GビジュアルMDingと店舗イメージによる独自の演出戦略を導入した百貨店

 ノードストロームのビジュアルMDingや店舗イメージは、ニーマン・マーカスやサックス・フィフス・アベニューの高級な店舗イメージや、メイシーズの大衆的かつ明るさを基調とした店舗イメージとは異なる独特の雰囲気を持っています。平場を基軸とする商品グループのゾーニング、マネキン、ディスプレー、照明、壁や柱回りの利用方法・・・等によるビジュアルMDingは見事です。このノードストロームが持つ店舗イメージは30代〜40代の客層に支持されることはもちろん、ヤングやシニアにも馴染める普遍性のある雰囲気を持ち、かつ、百貨店としての店格を維持しています。

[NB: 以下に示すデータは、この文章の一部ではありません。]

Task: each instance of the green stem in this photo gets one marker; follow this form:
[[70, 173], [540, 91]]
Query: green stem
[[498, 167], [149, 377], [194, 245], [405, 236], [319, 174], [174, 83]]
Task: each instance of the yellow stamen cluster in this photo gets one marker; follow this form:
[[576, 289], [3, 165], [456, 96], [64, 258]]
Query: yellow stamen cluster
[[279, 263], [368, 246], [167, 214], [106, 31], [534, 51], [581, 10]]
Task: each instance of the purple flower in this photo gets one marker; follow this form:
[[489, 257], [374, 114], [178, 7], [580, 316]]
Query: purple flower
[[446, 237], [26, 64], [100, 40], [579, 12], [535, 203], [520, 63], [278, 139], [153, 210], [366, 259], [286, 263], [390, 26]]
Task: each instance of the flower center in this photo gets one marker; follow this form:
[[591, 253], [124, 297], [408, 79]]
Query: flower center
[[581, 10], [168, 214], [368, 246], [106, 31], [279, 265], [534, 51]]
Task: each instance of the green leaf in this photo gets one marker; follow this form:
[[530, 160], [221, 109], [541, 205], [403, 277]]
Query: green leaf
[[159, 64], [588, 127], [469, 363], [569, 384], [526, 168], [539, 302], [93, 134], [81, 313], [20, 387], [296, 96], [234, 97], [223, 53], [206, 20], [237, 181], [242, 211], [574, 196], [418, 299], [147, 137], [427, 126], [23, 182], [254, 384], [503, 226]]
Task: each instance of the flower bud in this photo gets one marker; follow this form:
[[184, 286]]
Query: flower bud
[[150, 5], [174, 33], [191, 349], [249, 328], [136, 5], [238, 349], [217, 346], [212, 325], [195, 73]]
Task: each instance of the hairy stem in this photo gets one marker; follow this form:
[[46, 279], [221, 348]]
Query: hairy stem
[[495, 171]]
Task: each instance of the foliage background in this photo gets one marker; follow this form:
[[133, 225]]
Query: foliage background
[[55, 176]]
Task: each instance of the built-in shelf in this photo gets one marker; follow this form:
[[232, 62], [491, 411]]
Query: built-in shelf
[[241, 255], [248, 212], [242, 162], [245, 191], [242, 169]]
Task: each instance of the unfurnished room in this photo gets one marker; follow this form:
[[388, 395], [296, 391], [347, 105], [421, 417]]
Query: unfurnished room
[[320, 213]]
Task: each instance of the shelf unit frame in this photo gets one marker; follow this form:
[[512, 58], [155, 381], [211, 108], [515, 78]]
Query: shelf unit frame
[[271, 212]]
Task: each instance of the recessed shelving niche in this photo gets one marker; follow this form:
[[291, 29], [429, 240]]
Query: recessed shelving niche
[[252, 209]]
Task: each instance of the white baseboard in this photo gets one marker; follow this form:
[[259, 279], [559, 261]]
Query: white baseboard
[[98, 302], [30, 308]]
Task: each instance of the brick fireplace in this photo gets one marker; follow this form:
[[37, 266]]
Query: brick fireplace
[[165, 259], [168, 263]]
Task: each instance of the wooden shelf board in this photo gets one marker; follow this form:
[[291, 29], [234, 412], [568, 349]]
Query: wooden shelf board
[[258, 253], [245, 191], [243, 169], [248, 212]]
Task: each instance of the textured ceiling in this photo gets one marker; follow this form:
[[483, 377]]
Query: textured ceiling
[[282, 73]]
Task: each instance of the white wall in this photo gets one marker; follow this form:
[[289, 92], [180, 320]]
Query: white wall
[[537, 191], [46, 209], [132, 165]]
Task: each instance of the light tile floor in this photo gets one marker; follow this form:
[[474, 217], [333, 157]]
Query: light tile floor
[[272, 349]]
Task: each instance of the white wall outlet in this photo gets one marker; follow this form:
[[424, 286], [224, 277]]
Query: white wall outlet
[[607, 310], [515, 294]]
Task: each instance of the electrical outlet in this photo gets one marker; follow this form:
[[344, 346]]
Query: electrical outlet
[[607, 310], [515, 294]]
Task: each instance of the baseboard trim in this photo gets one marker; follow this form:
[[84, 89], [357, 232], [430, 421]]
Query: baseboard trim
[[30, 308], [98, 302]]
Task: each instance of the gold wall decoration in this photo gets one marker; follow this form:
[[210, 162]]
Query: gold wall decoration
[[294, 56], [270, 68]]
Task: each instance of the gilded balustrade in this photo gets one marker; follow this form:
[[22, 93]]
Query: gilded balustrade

 商品の見せ方には、「スッキリ型」(商品が整然と並べられた陳列手法)と「モリモリ型」(商品が森のように秩序正しく並べられている陳列手法)と「スカスカ型」(空間を多くとり生活提案中心の並べ方をする陳列手法)と「ヤマヤマ型」(商品を山のように積み重ねて並べる陳列手法)・・・等がありますが、ノードストロームは、モリモリ型の陳列手法であり、商品の豊富感があり、生活提案性の臨場感ある売場を形成しています。特に、ノードストロームが得意とする靴売場は、まさにモリモリ型の売場づくりです。

H井戸端会議の場づくり戦略を導入した百貨店

 ノードストロームは1階にバー(コーヒーカフェ)、最上階(2〜3階)にカフェ(イートカフェ)を導入して、売場の中にオアシス機能を付加しています。また、売場の至るところにソファーがあり、かつ、ピアノ演奏を行い、いやしのムード感を高めています。このように、ノードストロームは客の井戸端会議の場として親しみ性のある場と多様な人々にわたる集客力を演出することにより、オアシス百貨店を形成しています。

 このように、ノードストロームは郊外立地・SC内立地・小商圏立地に進化した百貨店なのです。